Summary for Physicians
Managing ARIA Risk in Patients Receiving Lecanemab or Donanemab
Both lecanemab and donanemab carry a boxed warning for amyloid-related imaging abnormalities (ARIA), which can manifest as edema (ARIA-E) and/or microhemorrhages or superficial siderosis (ARIA-H). While often asymptomatic, symptomatic ARIA can cause headache, confusion, dizziness, visual changes, nausea, or seizures.
Clinical Management of ARIA
1. Baseline Screening and Risk Stratification
- Baseline MRI is required prior to initiating therapy to assess for:
- Any preexisting edema or lesions
- APOE ε4 carrier status may influence ARIA risk, with higher incidence in carriers, particularly homozygotes. Testing is often recommended but not mandatory.
2. Monitoring Protocol
- Prior to the 5th, 7th, and 14th infusions (for lecanemab)
- Or as clinically indicated if symptoms arise
- Routine symptom surveillance during and between infusions (eg, headache, confusion, dizziness)
- Neurologic assessments are integrated into infusion visits to monitor for early signs of ARIA.
3. Management of Detected ARIA
- Mild cases: Often monitored without treatment interruption.
- Moderate to severe: May require temporary holding of therapy with repeat MRI monitoring.
- Therapy is held immediately.
- Supportive care provided based on symptoms (eg, corticosteroids for severe edema).
- Neurology consult and close imaging follow-up.
- Re-challenge decisions are made on a case-by-case basis after resolution.
Operational Considerations
- Multidisciplinary Coordination: Neurologists, radiologists, infusion nurses, and care navigators are key to safe delivery.
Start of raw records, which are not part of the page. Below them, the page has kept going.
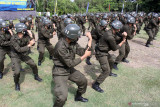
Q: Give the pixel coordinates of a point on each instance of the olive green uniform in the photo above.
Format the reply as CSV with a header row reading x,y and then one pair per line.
x,y
106,43
19,52
150,30
4,48
63,70
125,48
44,42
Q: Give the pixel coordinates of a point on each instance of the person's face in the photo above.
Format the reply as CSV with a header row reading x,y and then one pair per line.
x,y
20,35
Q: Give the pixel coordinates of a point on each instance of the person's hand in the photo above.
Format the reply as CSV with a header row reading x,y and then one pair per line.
x,y
29,32
10,31
87,53
54,33
31,43
27,23
124,34
54,26
135,26
88,34
107,28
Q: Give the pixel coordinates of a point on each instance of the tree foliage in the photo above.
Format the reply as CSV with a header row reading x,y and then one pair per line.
x,y
79,6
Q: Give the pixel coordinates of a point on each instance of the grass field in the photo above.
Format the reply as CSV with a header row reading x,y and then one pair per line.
x,y
138,87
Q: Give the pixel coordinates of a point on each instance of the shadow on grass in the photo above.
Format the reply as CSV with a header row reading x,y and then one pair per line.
x,y
138,42
145,38
26,70
92,71
6,70
52,91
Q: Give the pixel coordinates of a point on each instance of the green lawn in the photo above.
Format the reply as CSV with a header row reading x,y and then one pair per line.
x,y
138,86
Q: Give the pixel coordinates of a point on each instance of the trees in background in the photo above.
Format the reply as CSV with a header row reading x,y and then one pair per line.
x,y
79,6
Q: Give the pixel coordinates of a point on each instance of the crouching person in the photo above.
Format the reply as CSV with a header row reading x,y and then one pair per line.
x,y
20,46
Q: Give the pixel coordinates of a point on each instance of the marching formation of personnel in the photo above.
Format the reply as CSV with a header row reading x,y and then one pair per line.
x,y
106,32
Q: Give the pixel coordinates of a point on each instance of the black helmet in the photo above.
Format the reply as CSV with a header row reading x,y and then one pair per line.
x,y
63,17
97,16
131,20
3,24
84,15
103,23
116,24
105,16
10,21
47,22
20,27
72,31
67,21
29,19
44,18
22,20
155,15
1,20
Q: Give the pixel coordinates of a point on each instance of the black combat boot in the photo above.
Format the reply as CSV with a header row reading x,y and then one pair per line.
x,y
125,60
96,87
36,77
147,45
79,97
115,66
17,87
88,61
39,63
112,74
1,75
16,81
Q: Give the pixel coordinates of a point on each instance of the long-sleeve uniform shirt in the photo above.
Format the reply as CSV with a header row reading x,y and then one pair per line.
x,y
64,57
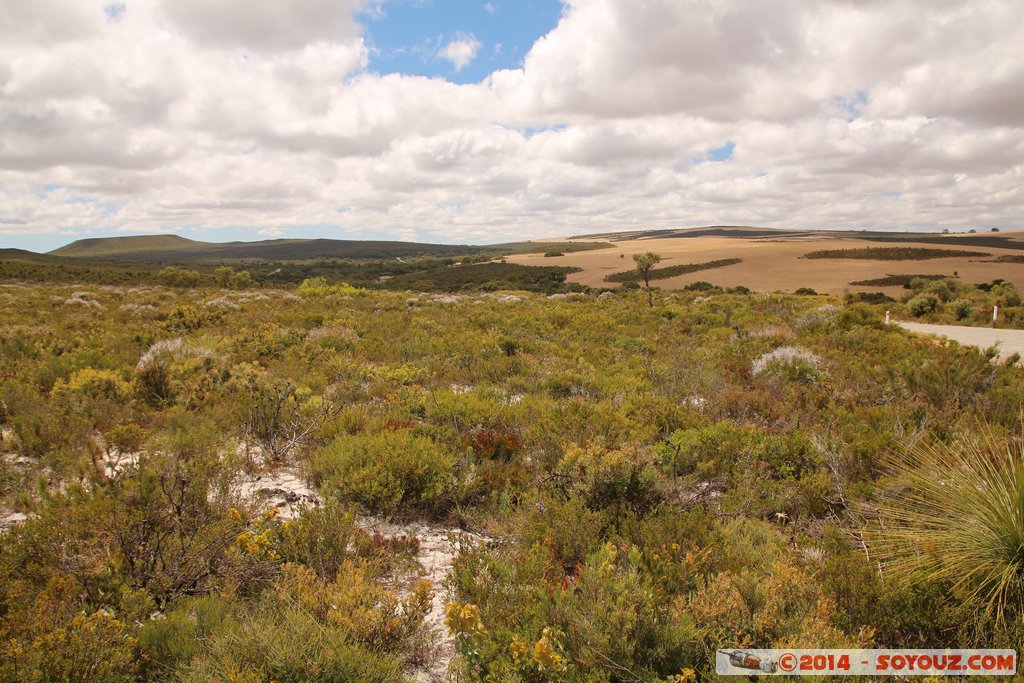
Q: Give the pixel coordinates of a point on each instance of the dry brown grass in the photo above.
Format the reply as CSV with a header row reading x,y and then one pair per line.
x,y
770,264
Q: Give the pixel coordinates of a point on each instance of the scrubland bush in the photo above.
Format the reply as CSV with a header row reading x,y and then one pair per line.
x,y
391,473
656,482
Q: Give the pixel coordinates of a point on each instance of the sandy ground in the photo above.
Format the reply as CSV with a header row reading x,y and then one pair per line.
x,y
1009,341
287,491
774,263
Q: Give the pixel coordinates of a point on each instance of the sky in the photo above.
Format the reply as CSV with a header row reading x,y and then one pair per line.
x,y
477,121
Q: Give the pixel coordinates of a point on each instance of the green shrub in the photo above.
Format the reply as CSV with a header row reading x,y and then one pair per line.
x,y
391,472
962,308
923,304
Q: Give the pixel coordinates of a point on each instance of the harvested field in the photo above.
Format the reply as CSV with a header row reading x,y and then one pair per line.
x,y
775,263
- Patient Education: Patients and caregivers are counseled on ARIA risks, symptoms to watch for, and the importance of adhering to MRI schedules.
- Documentation and Communication: Clear protocols and electronic medical record reminders support consistent risk tracking and decision-making.
Key Takeaway
Managing ARIA requires structured protocols, proactive imaging, and early symptom recognition, balancing safety with the potential benefits of amyloid-lowering therapy in early Alzheimer disease.